Ricorda la sua vocazione.?

Sono entrato giovanissimo nell’Ordine dei Frati Predicatori. È stata una suora a farmi innamorare del carisma domenicano e del suo dato essenziale: la predicazione della Parola trova origine nella contemplazione, fatta di continua preghiera e studio”.

Hai mai avuto momenti di dubbio?

“Certamente. E non pochi. Grazie a Dio ho incontrato sul mio cammino guide che hanno saputo indicarmi quale giusto sentiero intraprendere in un percorso di vita”.

Che significa essere domenicano o predicatore?

“Il domenicano è innanzitutto un “frate”, che insieme ad altri “frati” vive la vita “comune fraterna”: pregare, studiare, predicare insieme. Questo carattere comunitario della nostra vita, libera da ogni individualismo e ci rende insieme “frati predicatori””.

50 anni: un esempio nel tempo delle poche vocazioni

“È vero, il nostro è il “tempo delle poche vocazioni”. Più che di crisi delle vocazioni sacerdotali, bisognerebbe parlare di crisi “numerica” delle vocazioni. Grazie a Dio, anche se poche, ne abbiamo ancora di vocazioni. Il Signore continua a chiamare in una società che si rinnova. Se si rinnova la società, vanno necessariamente rinnovate e in profondità anche le modalità dell’annuncio evangelico. È l’attuale diminuzione delle vocazioni che richiede questo rinnovamento della promozione vocazionale”.
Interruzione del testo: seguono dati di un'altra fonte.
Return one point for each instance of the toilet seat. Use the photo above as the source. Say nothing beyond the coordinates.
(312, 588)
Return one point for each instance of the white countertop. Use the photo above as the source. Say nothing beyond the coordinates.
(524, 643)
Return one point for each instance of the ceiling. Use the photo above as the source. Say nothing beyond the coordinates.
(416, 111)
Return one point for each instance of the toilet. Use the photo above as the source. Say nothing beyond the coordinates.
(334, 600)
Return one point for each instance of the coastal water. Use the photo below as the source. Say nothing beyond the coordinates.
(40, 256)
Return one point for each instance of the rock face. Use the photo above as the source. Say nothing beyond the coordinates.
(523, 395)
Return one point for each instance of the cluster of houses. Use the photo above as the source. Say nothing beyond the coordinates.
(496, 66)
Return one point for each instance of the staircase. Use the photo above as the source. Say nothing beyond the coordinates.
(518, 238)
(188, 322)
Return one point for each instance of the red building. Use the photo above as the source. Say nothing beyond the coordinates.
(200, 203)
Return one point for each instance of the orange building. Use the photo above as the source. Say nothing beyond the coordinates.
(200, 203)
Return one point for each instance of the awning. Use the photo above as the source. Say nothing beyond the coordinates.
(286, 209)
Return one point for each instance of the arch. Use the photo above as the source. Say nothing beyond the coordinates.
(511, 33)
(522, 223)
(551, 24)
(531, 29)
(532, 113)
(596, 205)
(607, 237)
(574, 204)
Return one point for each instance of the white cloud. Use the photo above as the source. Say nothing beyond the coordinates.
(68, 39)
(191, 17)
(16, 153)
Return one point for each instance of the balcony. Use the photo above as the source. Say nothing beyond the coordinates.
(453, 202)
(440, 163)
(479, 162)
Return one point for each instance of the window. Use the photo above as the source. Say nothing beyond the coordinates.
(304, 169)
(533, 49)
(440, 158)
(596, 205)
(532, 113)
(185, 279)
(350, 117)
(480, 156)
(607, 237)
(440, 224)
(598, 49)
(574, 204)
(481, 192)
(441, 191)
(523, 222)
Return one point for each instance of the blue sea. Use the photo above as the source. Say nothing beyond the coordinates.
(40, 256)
Essere priore della Basilica di San Nicola: peso, responsabilità o privilegio.

“La duplice responsabilità di priore della Comunità dei Frati e Rettore della Basilica di San Nicola non permette di assumere oneri oltre la propria reale capacità di servizio. Quando si pratica la sussidiarietà, ovvero la pratica di ascoltare e coinvolgere i propri collaboratori, il peso della responsabilità si alleggerisce e diventa un privilegio usufruire dei benefici di un servizio reso per il bene della Chiesa e a favore dell’umanità”.

Importanza della Basilica e di San Nicola per il dialogo, via di pace.

“La vita e le opere di San Nicola insegnano che in tempi di tensioni dottrinali, di conflitti e disordini sociali, la nostra fede in Cristo va vissuta in sintonia con i valori di giustizia, solidarietà, dialogo, fraternità, unità, pace. La Basilica di San Nicola si rivela, pertanto, il luogo giusto per camminare in sintonia con i giusti valori”.

 

Il suo ricordo più bello

“Forse non è il più bello, ma ho un bel ricordo di un incontro avvenuto in una notte d’estate al pronto soccorso dell’ospedale di una rinomata città di mare, dove avevamo portato d’urgenza una nostra amica. In sala d’attesa fui avvicinato da un giovane che stava vivendo un rapporto conflittuale con il proprio padre. Allontanatosi da casa, aveva iniziato a fare uso di stupefacenti. Il nostro lungo dialogo, come nella parabola del figliol prodigo, svelò in lui la necessità del pentimento, di ritornare a casa e chiedere perdono al padre, di aprire una nuova pagina nella sua vita”.